Müfessir Zemahşeri el-Bakara suresinin 53. ayetini tefsir ederken Furkân'la ilgili olarak daha değişik anlamlar vermekte ve şöyle demektedir: "Yani Musa'ya Tevrat'ı verdik. O Tevrat ki, hem ilâhı bir kitaptır, hem de hak ile bâtılı birbirinden âyırdedendir. Veya ayette geçen Furkân; hüccet, âsâ, yed-i beyzâ (ışık saçân el) ve diğer mucizeler demektir. Yani Hz. Musa'ya bunlar verilmiştir. Furkân, helâl ile haramı birbirinden ayırdeden ilâhı kanunlar anlamına da alınabilir. Başka bir görüşe göre de furkân, Hz. Musa ile düşmanlarını biribirinden ayırdeden Zafer anlamındadır. Nitekim el-Enfâl, suresinin 21. ayetinde geçen "Furkân Günü" Bedir'de kazanılan zafer anlamına gelmektedir" (Zemahşerî, el-Keşşâf, Kahire, 1397/1977, I, 69).

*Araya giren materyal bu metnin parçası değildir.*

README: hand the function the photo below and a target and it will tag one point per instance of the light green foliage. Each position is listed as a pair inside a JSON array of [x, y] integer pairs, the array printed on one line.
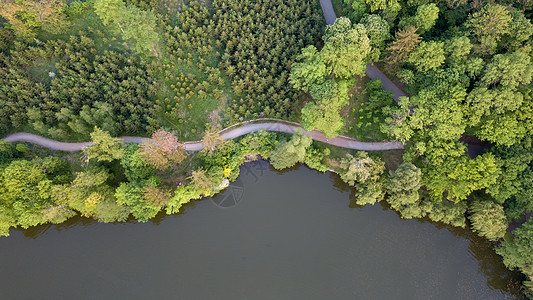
[[109, 10], [457, 49], [133, 22], [287, 154], [323, 114], [26, 189], [488, 25], [346, 49], [141, 26], [201, 181], [135, 168], [379, 5], [488, 219], [182, 195], [396, 123], [105, 147], [261, 142], [402, 187], [405, 41], [360, 168], [323, 117], [482, 101], [514, 162], [366, 172], [508, 70], [26, 17], [378, 31], [517, 251], [427, 56], [455, 178], [425, 18], [7, 151], [446, 212], [520, 31], [324, 74], [369, 192], [132, 196], [314, 158], [436, 113], [310, 69]]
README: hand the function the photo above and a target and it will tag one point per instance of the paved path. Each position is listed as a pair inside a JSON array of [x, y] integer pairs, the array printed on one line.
[[231, 132], [371, 71]]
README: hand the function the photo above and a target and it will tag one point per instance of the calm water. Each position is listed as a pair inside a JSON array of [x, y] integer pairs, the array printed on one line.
[[289, 236]]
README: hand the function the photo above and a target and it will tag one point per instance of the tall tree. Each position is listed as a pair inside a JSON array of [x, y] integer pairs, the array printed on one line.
[[402, 187], [404, 42], [346, 49], [162, 150], [27, 16], [488, 219], [287, 154], [105, 147]]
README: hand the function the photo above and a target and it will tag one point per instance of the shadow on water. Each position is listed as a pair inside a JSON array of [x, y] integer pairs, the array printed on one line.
[[490, 263]]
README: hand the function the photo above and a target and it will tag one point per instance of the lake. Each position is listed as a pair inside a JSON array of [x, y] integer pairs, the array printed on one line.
[[270, 235]]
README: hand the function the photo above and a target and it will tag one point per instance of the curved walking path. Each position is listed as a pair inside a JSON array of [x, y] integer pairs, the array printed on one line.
[[230, 132]]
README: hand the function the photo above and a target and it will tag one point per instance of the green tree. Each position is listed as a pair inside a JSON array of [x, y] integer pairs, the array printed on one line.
[[211, 140], [508, 70], [517, 251], [133, 22], [378, 31], [488, 219], [403, 187], [135, 167], [455, 178], [287, 154], [162, 150], [323, 117], [404, 42], [26, 17], [488, 25], [132, 196], [309, 69], [425, 18], [427, 56], [360, 168], [346, 49], [104, 148]]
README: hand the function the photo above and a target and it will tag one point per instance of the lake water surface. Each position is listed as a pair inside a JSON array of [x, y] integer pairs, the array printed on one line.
[[269, 236]]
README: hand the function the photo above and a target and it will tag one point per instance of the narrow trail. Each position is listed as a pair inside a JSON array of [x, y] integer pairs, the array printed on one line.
[[244, 128], [231, 132]]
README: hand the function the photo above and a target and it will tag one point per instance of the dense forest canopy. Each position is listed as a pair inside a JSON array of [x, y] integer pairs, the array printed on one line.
[[180, 70]]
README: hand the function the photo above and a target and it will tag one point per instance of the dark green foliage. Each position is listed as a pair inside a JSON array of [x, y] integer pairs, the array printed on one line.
[[314, 158], [517, 251], [488, 219], [365, 173], [402, 187], [135, 168], [132, 196], [84, 89]]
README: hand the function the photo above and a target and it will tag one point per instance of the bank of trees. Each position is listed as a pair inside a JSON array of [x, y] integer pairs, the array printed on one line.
[[468, 69]]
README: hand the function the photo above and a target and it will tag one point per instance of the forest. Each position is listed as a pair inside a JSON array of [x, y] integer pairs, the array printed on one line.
[[181, 70]]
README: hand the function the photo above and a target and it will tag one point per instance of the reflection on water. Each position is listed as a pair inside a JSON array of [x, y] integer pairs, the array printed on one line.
[[294, 235]]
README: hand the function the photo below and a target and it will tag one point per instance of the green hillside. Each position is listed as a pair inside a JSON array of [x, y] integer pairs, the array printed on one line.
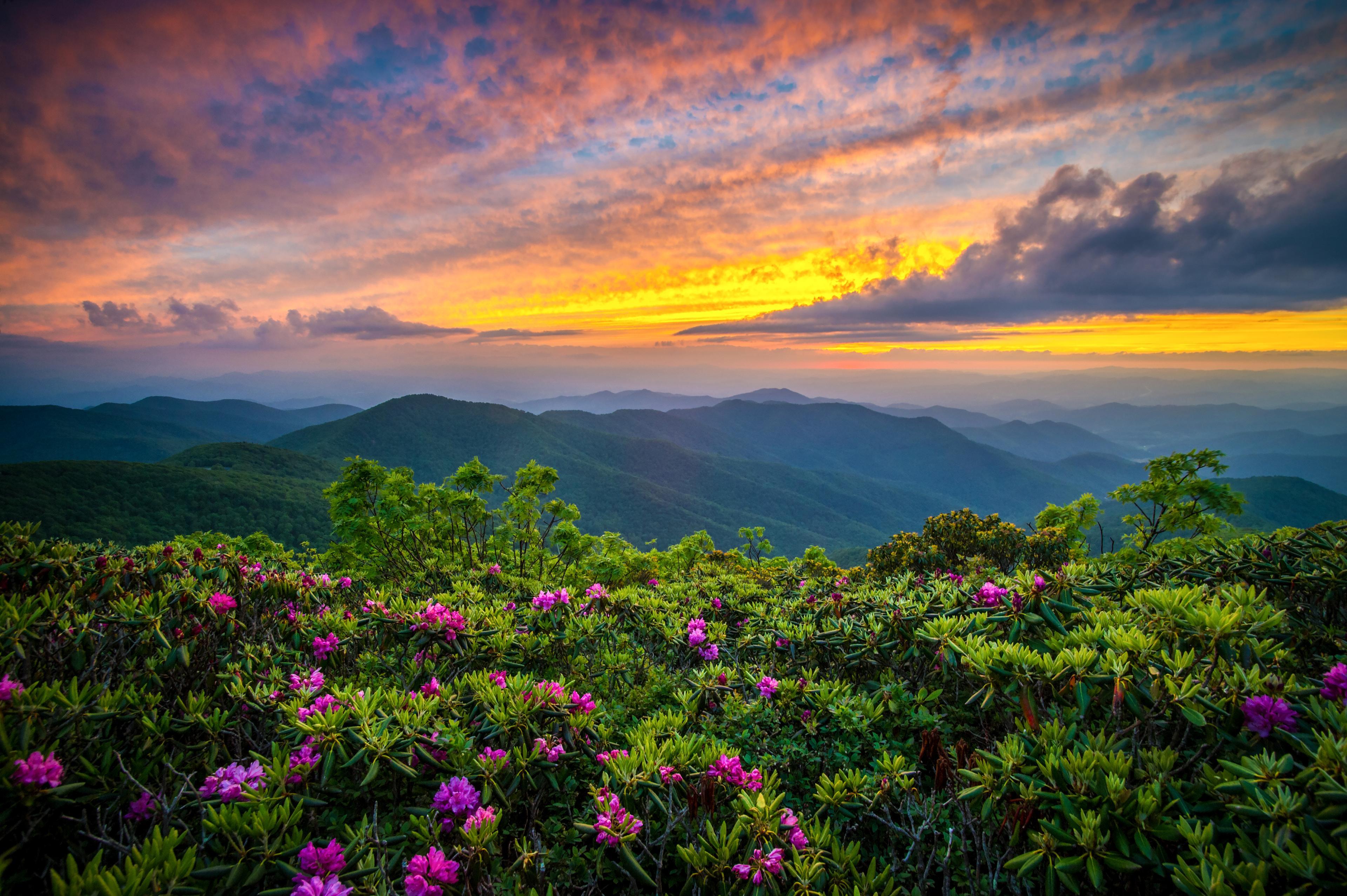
[[52, 433], [643, 488], [141, 503], [231, 419]]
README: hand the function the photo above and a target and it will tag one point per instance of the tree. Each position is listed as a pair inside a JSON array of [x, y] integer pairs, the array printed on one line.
[[1175, 498], [758, 546], [1073, 519]]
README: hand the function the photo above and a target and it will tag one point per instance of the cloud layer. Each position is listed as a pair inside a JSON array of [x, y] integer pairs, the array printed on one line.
[[1259, 238]]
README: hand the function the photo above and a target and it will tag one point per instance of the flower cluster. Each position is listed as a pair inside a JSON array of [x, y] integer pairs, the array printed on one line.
[[759, 864], [221, 603], [325, 646], [991, 595], [614, 824], [38, 770], [426, 874], [547, 600], [229, 782], [697, 631], [731, 770], [457, 797], [441, 619]]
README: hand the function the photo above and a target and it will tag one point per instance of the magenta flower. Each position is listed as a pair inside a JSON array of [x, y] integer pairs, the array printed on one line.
[[40, 770], [550, 748], [547, 600], [484, 816], [1335, 683], [457, 797], [325, 646], [434, 867], [310, 682], [322, 860], [1264, 713], [320, 887], [614, 824], [142, 809], [10, 689], [321, 705], [731, 770], [991, 596], [229, 782], [221, 603], [759, 864]]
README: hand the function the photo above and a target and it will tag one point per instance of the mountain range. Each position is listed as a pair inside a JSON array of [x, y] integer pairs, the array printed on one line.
[[814, 472]]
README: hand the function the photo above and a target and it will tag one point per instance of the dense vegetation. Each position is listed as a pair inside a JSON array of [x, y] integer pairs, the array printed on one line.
[[469, 694]]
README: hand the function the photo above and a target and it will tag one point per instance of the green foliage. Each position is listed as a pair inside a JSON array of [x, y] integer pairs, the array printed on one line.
[[1175, 498]]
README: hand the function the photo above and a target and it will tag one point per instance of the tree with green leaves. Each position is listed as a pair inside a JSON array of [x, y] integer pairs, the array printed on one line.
[[1073, 519], [1177, 498]]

Zamahşen de el-Bakârâ, suresinin 185. ayetinde geçen furkan, "hak ile bâtılı, hidayetle dalâleti birbirinden ayıran" manasına alır (el-Keşşaf, I, 111).
Bazı bilginlere göre furkân masdardır. Kur'an-ı Kerîm hak ile bâtılı birbirinden ayırdettiği için "Furkân" diye isimlendirilmiştir.
Veya Kur'an, bölüm bölüm, parça parça indirildiği için Furkân olarak adlandırılmıştır (Zemahşerî, a.g.e., IV, 139)
4- ''Bundan evvel Tevrat ve İncil'i de indirmişti (ki onlar) insanlar için birer hidayet idi. O hak ile bâtılı ayırdeden hükümleri de indirdi" (Âl-i İmrân, 3/4). Ayet-i kerimede geçen Furkân'dan maksat, bütün semâvî kitaplardır. Çünkü bunların hepsi hak ile bâtılı birbirinden ayırdeder. Veya furkân'dan maksat, ayette geçen Tevrat, İncil ve Kur'an'dır. Veya dördüncü kitaptır ki, o da Zebûr'dur; yahut Allahu Teâlâ evvelâ Kur'an-ı Kerîm'i cins bir isimle (kitab olarak) zikretti, sonra şanını yüceltmek ve faziletini izhar etmek için onu bir vasıfla, yani hak ile bâtılı biribirinden ayırdeden bir sıfatla tekrarladı (Zemahşerî, el-Keşşâf, Kahire 1397/1977, I, 161-162).
5- "Ey İman edenler; eğer Allah'tan korkarsanız, O, size iyi ile kötüyü ayırdedecek olanı verir" (el-Enfâl, 8/29) ayet-i kerimesinde gecen furkân zafer manasında olabileceği gibi, beyân ve zuhûr manasına da gelebilir: "Allah size furkân verir" Yani sizi üne kavuşturur; sesiniz her taraftan duyulur; eserleriniz yeryüzüne yayılır. Veya "Size furkân verdi'' demek, sizi başarıya ulaştırır, kalplerinize huzur verir. Ayrıca Furkân'dan maksat, dinî ve dünyevî üstünlükler demektir. Buna göre "Size furkân verir" demek, sizinle diğer dinlerin mensuplarını birbirinden ayırdeder; hem dünyada ve hem ahirette size üstün meziyyetler ihsan eder demektir (Zemahşerî, a.g.e., II, 164).
Seyyid Şerif Cürcânî, Furkân'ı şöyle tarif eder: "Furkân, hâk ile bâtılı birbirinden ayırdeden tafsîli ilimdir" (Seyyid Şerif Cürcânî, et-Ta'rifât, s.166).